Ambos têm em seus gabinetes processos tramitando sobre os dois assuntos, considerados as principais armas das campanhas do senador Flávio Bolsonaro (PL-RJ) e do presidente Lula (PT). Um interlocutor dos ministros chegou a classificá-los como os atuais "cabeças de chave" de suas respectivas alas na corte.

Na cúpula do Supremo, a leitura é a de que são altas as chances de Dino e Mendonça terem entendimentos jurídicos distintos sobre uma mesma matéria. Com isso, o ritmo e os métodos adotados por um podem interferir no andamento dos processos do outro, agravando os pontos de atrito.

Ambos colecionam divergências em julgamentos no Supremo. Nas ações penais sobre os ataques de 8 de Janeiro, por exemplo, Mendonça votou para absolver acusados ou aplicar penas menores, enquanto Dino foi um dos magistrados mais firmes em defesa das condenações.

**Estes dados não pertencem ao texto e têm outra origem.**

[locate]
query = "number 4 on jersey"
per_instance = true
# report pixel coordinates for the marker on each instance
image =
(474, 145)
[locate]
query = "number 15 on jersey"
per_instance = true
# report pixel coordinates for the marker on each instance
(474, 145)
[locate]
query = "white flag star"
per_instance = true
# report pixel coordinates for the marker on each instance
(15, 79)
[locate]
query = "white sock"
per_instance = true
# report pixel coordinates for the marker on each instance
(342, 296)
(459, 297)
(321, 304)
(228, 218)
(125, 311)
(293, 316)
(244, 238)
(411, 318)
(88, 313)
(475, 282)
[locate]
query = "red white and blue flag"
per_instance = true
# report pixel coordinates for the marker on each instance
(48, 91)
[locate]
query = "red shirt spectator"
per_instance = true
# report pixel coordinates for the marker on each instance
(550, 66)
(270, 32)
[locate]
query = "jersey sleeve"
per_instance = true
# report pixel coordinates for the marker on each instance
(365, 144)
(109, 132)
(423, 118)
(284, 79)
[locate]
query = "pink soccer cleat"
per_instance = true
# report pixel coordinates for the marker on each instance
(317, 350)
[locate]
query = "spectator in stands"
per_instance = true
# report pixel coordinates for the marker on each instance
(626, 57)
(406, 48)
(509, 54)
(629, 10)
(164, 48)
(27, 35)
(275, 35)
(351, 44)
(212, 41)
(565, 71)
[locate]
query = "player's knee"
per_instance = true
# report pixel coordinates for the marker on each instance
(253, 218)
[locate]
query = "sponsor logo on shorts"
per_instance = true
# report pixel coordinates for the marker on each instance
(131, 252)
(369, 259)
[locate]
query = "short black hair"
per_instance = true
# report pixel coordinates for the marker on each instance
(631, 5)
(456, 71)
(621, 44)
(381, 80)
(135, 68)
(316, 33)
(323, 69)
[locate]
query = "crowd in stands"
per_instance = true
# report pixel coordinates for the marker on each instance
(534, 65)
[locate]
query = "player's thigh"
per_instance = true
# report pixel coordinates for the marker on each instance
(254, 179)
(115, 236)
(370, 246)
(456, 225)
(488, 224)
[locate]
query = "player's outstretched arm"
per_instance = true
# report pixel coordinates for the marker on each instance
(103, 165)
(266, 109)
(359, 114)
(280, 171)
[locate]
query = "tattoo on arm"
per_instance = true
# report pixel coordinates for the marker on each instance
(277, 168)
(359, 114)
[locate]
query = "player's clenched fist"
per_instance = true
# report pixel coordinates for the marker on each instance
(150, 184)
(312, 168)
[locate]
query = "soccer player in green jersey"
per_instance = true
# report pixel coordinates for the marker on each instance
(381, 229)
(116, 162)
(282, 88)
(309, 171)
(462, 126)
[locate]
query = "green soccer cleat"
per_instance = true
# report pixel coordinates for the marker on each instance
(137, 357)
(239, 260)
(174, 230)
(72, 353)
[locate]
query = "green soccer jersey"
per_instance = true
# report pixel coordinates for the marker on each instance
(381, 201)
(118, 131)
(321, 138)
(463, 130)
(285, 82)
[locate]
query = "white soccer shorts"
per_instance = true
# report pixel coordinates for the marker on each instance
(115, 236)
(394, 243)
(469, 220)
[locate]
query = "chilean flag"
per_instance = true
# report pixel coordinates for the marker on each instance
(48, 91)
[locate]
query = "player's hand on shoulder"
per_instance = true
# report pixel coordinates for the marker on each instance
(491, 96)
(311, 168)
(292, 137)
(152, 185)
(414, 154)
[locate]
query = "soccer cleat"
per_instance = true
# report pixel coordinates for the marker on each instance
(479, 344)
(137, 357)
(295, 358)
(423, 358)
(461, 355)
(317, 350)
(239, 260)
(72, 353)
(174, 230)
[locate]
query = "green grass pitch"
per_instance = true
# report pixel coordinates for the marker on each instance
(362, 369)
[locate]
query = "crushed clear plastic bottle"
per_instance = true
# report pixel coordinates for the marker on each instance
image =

O antagonismo entre eles ganha ainda mais peso no contexto eleitoral, uma vez que as eventuais decisões dos ministros nos casos Lulinha e "Dark Horse" podem ter impactos positivos ou negativos para as campanhas de Lula ou de Flávio. Mendonça foi indicado pelo ex-presidente Jair Bolsonaro, enquanto Dino chegou à corte nomeado pelo petista.